The Estate of Sonny Burt and Robert Butler
I will never forget the first time I visited the home of Sonny Burt and Bob Butler when I was twenty-one years old. Even though I had grown up in Dallas, I had never experienced or seen a home anything like theirs. As a recent college graduate and in my first week of working at a gallery in 1990, I walked through their doors completely unprepared for what was on the other side.
Sonny and Bob had built a beautiful home in Preston Hollow that they created from their art collection. Bob was the architect, and Sonny was the designer. They were partners for forty-five years, and their home was extraordinary. To put it simply, their home was "over the top", and they would not have had it any other way.

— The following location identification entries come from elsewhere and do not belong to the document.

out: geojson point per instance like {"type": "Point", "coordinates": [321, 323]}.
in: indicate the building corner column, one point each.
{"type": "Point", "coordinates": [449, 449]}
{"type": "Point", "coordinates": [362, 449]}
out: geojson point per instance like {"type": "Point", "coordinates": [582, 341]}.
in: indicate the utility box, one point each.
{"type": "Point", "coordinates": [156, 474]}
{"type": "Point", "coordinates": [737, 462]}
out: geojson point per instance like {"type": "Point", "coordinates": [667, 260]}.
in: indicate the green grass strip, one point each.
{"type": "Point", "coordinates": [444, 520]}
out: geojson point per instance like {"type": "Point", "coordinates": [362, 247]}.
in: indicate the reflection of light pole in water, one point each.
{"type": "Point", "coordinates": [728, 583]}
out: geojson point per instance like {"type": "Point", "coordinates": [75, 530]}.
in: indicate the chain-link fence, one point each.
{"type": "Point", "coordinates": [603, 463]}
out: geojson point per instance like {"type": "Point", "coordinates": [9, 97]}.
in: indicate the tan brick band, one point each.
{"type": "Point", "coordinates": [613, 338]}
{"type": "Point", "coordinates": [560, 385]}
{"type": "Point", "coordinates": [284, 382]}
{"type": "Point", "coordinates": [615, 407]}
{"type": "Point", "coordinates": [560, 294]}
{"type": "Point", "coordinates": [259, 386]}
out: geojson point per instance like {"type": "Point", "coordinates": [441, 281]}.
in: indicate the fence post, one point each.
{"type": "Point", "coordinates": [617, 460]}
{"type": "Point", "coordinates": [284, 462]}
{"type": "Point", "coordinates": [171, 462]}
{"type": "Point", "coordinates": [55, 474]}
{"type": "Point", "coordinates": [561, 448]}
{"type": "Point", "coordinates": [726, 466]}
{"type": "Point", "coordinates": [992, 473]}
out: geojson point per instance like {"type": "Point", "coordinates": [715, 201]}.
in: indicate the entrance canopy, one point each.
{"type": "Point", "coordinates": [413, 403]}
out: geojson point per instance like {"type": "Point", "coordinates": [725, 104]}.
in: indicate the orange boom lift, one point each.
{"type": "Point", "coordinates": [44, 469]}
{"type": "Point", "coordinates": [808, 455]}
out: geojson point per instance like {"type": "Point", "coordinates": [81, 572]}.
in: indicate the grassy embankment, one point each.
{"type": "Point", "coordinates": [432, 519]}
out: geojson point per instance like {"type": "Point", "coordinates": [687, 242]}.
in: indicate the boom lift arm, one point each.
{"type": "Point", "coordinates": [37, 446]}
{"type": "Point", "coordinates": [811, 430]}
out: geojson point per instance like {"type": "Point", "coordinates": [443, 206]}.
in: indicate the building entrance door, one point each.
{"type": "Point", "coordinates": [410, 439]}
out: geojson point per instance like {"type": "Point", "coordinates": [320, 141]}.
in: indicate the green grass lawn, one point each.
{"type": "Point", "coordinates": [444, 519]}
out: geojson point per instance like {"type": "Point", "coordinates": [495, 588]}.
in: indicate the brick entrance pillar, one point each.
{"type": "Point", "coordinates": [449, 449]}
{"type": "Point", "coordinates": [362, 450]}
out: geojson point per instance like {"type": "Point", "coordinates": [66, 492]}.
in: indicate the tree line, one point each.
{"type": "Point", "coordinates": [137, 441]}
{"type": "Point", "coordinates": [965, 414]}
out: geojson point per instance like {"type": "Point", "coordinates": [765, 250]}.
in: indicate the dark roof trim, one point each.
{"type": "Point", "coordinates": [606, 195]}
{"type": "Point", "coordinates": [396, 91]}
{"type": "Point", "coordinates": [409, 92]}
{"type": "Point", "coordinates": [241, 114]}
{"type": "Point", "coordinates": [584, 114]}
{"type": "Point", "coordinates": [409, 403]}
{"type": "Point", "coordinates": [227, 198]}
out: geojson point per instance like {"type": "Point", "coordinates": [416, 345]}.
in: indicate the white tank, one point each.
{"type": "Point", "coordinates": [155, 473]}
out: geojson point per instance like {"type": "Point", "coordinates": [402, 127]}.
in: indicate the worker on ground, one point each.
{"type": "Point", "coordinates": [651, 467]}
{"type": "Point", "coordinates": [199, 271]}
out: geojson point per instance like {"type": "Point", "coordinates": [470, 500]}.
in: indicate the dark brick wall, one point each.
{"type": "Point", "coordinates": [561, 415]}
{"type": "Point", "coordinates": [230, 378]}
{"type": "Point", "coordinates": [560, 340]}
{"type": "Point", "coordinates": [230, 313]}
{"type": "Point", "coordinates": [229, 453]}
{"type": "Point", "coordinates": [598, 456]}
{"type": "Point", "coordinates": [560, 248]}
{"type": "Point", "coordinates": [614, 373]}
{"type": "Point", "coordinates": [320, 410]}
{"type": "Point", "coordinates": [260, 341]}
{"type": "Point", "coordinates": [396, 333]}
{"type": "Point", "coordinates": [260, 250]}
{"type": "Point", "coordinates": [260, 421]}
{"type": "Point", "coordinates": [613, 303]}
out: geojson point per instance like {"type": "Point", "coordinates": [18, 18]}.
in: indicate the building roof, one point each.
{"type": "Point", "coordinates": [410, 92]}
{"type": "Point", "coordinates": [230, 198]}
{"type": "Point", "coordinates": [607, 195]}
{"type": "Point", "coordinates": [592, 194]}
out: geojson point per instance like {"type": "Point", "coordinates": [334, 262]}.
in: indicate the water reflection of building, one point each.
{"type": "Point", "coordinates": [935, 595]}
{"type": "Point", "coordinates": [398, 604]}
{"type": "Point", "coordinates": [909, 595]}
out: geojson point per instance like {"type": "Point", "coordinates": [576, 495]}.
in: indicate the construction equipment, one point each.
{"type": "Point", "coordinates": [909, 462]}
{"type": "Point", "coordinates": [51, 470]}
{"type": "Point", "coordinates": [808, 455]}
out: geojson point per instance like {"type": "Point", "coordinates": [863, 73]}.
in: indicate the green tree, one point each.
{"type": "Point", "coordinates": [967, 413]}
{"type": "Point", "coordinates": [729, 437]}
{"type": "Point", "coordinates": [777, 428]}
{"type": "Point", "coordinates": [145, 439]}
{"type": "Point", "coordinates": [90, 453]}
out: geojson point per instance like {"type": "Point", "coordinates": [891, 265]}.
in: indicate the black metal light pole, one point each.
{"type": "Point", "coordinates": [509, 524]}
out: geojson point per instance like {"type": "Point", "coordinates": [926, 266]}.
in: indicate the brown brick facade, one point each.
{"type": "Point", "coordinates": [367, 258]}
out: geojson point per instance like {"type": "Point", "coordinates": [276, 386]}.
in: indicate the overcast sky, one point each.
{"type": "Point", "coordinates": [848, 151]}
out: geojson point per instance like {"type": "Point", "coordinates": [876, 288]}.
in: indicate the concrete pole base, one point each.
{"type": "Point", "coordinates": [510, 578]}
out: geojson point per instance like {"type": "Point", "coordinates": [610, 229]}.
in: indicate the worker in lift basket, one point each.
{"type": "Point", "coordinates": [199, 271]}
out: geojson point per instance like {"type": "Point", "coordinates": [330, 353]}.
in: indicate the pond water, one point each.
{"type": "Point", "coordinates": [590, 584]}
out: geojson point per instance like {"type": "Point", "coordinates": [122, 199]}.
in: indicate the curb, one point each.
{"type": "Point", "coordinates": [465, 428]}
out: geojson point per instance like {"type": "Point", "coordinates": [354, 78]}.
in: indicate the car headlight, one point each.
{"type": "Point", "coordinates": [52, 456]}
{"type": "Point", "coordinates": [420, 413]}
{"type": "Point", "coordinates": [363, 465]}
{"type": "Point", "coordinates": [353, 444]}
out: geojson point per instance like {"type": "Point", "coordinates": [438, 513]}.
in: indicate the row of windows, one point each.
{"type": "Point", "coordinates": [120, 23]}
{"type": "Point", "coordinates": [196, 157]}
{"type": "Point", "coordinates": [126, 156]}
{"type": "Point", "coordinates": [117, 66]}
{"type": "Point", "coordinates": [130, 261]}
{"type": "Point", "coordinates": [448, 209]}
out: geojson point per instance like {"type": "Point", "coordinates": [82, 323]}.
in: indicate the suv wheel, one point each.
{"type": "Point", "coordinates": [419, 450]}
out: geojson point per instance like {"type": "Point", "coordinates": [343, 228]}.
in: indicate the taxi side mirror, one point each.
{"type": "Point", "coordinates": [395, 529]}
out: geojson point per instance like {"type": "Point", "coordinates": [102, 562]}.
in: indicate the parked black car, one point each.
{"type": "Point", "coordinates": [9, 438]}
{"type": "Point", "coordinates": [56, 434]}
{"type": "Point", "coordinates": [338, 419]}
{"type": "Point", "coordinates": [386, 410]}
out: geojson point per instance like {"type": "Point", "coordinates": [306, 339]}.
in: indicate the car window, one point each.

A first glimpse of the home's interior was stunning and glorious. There was color, texture, humor, and energy. Around one corner there were works by Christo, Jenny Holzer, Luis Jimenez, Melissa Miller, and Peter Saul. Installed down the majestic gallery hallway were works by David Bates, Linda Ridgway, David Szafranski, and the Art Guys. Every direction, there were outstanding examples by great artists that have exhibited in this city. Their collection radiated with personality, engagement, and fun. Their home was a work of art in itself, and the creators of its design were Sonny and Bob.
Sonny and Bob were part of the fabric of the Dallas art community for decades, and they were truly beloved by those that knew them. They represented the "old fashioned" form of collecting art without fairs, the internet, or consultants. They went to every museum opening and visited every alternative space. They experienced art through looking, laughing, and questioning. They came to each experience with an open mind, genuine curiosity, and a sense of humor. They formed friendships and relationships with artists from all over the world that lasted a lifetime.
From the first artwork collected in 1956 by Alexander Calder for $75.00 to their spectacular Christo, Sonny and Bob bought artwork with unabandoned enthusiasm. They supported artists by purchasing not only their masterpieces, but also their tiniest of efforts. They collected certain artists in depth, purchasing works from their graduate school days to their mid-career years and beyond. They collected what they loved by artists they admired, and they sought out artwork that brought them pleasure. In the end, they amassed one of the most impactful collections that the Dallas art community has known.
Sonny and Bob demonstrated to us all how collectors could support artists and an art community through enthusiasm, engagement, and financial commitment. From a few hundred dollars to thousands of dollars, an art purchase could be just the encouragement an artist might need to continue on their path. Not to mention, Sonny and Bob had great fun as collectors and arts supporters. They generously shared with everyone their love of art and their passion for collecting.
On the eve of my twenty-fifth year as an art dealer, I am humbled and honored to be representing their collection, as it is dispersed over the coming years with all funds from the estate designated as a gift to Booker T. Washington High School for the Visual and Performing Arts. Thank you, Sonny and Bob, for such a truly amazing experience.